Catriona

Page 106

I was thinking, the one moment, it was the most stupid thing

on earth she should not have perceived my love; and the next, that

she had certainly perceived it long ago, and (being a wise girl

with the fine female instinct of propriety) concealed her

knowledge.

We had our walk daily. Out in the streets I felt more safe; I

relaxed a little in my guardedness; and for one thing, there was no

Heineccius. This made these periods not only a relief to myself,

but a particular pleasure to my poor child. When I came back about

the hour appointed, I would generally find her ready dressed, and

glowing with anticipation. She would prolong their duration to the

extreme, seeming to dread (as I did myself) the hour of the return;

and there is scarce a field or waterside near Leyden, scarce a

street or lane there, where we have not lingered. Outside of

these, I bade her confine herself entirely to our lodgings; this in

the fear of her encountering any acquaintance, which would have

rendered our position very difficult. From the same apprehension I

would never suffer her to attend church, nor even go myself; but

made some kind of shift to hold worship privately in our own

chamber--I hope with an honest, but I am quite sure with a very

much divided mind.
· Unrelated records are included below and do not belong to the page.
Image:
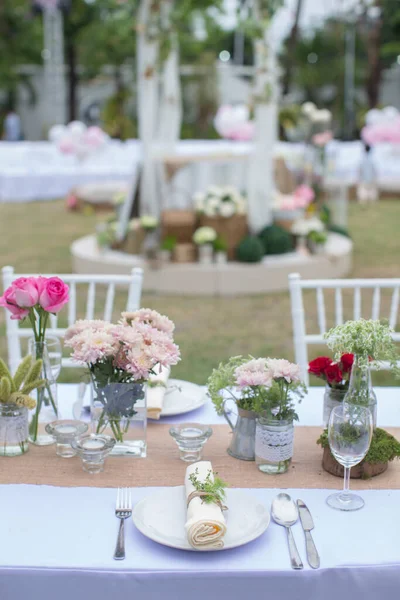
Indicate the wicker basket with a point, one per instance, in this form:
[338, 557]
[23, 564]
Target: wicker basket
[231, 229]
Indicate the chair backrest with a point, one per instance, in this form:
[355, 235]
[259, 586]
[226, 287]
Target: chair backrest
[132, 282]
[346, 305]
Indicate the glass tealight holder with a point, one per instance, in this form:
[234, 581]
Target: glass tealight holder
[93, 449]
[65, 432]
[190, 438]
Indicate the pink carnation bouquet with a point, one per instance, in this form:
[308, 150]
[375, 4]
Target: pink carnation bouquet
[124, 353]
[267, 386]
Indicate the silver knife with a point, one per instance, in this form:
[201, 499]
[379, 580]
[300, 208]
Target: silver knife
[308, 524]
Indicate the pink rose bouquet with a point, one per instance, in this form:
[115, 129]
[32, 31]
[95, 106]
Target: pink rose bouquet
[126, 353]
[36, 298]
[266, 386]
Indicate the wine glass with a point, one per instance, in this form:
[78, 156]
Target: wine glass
[349, 433]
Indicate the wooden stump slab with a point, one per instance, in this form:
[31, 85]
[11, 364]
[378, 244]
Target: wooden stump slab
[363, 470]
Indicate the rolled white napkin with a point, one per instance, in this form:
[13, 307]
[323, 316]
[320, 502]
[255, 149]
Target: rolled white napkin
[205, 525]
[155, 394]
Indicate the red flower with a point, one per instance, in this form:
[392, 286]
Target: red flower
[333, 374]
[346, 362]
[319, 365]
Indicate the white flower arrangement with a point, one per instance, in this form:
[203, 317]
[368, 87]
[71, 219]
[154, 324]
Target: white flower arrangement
[369, 340]
[148, 222]
[314, 114]
[204, 235]
[304, 227]
[220, 201]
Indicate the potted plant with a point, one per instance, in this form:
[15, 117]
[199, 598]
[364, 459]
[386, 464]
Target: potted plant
[261, 388]
[121, 359]
[15, 403]
[316, 241]
[336, 376]
[166, 249]
[36, 298]
[220, 249]
[204, 237]
[223, 208]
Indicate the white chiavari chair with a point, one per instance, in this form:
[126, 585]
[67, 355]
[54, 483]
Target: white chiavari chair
[110, 283]
[355, 309]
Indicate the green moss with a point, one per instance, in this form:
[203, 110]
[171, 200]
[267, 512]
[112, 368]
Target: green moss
[384, 447]
[276, 240]
[338, 229]
[250, 249]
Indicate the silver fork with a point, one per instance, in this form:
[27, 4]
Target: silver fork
[123, 510]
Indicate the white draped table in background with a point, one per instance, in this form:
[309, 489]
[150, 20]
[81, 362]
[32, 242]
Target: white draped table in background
[59, 542]
[39, 171]
[310, 410]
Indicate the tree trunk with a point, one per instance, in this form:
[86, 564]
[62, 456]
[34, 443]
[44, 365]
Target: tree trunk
[291, 46]
[73, 81]
[375, 66]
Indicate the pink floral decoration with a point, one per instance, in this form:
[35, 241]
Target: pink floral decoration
[321, 139]
[133, 346]
[48, 294]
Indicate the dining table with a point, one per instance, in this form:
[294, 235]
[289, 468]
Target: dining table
[58, 527]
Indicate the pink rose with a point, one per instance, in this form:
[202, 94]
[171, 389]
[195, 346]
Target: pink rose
[25, 292]
[9, 302]
[54, 295]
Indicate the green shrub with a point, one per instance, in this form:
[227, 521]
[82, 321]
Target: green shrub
[340, 230]
[276, 240]
[250, 249]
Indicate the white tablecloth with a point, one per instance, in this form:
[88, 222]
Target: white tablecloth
[310, 410]
[38, 171]
[59, 542]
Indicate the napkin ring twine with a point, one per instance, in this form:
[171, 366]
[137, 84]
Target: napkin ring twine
[200, 494]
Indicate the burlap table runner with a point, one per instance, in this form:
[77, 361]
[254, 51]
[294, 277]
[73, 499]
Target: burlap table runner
[162, 466]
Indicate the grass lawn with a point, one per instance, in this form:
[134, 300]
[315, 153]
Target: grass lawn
[36, 237]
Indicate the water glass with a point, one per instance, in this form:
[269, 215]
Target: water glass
[350, 431]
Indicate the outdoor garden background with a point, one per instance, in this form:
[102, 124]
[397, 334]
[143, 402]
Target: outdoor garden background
[35, 237]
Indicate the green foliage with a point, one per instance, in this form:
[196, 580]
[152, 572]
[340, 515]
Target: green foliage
[16, 389]
[20, 44]
[212, 485]
[223, 379]
[317, 237]
[116, 123]
[220, 244]
[250, 249]
[276, 240]
[169, 243]
[279, 400]
[339, 230]
[384, 447]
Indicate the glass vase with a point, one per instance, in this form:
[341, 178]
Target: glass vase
[360, 392]
[274, 445]
[46, 410]
[332, 398]
[13, 429]
[119, 410]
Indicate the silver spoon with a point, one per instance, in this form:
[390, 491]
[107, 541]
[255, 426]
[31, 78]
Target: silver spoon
[284, 512]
Indeed, there was scarce anything that more

affected me, than thus to kneel down alone with her before God like

man and wife.

One day it was snowing downright hard. I had thought it not

possible that we should venture forth, and was surprised to find

her waiting for me ready dressed.

"I will not be doing without my walk," she cried. "You are never a

good boy, Davie, in the house; I will never be caring for you only

in the open air. I think we two will better turn Egyptian and

dwell by the roadside."

That was the best walk yet of all of them; she clung near to me in

the falling snow; it beat about and melted on us, and the drops

stood upon her bright cheeks like tears and ran into her smiling

mouth. Strength seemed to come upon me with the sight like a

giant's; I thought I could have caught her up and run with her into

the uttermost places in the earth; and we spoke together all that

time beyond belief for freedom and sweetness.

It was the dark night when we came to the house door. She pressed

my arm upon her bosom. "Thank you kindly for these same good

hours," said she, on a deep note of her voice.

The concern in which I fell instantly on this address, put me with

the same swiftness on my guard; and we were no sooner in the

chamber, and the light made, than she beheld the old, dour,

stubborn countenance of the student of Heineccius. Doubtless she

was more than usually hurt; and I know for myself, I found it more

than usually difficult to maintain any strangeness. Even at the

meal, I durst scarce unbuckle and scarce lift my eyes to her; and

it was no sooner over than I fell again to my civilian, with more

seeming abstraction and less understanding than before. Methought,

as I read, I could hear my heart strike like an eight-day clock.

Hard as I feigned to study, there was still some of my eyesight

that spilled beyond the book upon Catriona. She sat on the floor

by the side of my great mail, and the chimney lighted her up, and

shone and blinked upon her, and made her glow and darken through a

wonder of fine hues. Now she would be gazing in the fire, and then

again at me; and at that I would be plunged in a terror of myself,

and turn the pages of Heineccius like a man looking for the text in

church.

Suddenly she called out aloud. "O, why does not my father come?"

she cried, and fell at once into a storm of tears.

I leaped up, flung Heineccius fairly in the fire, ran to her side,

and cast an arm around her sobbing body.

She put me from her sharply, "You do not love your friend," says

she. "I could be so happy too, if you would let me!" And then,

"O, what will I have done that you should hate me so?"

"Hate you!" cries I, and held her firm.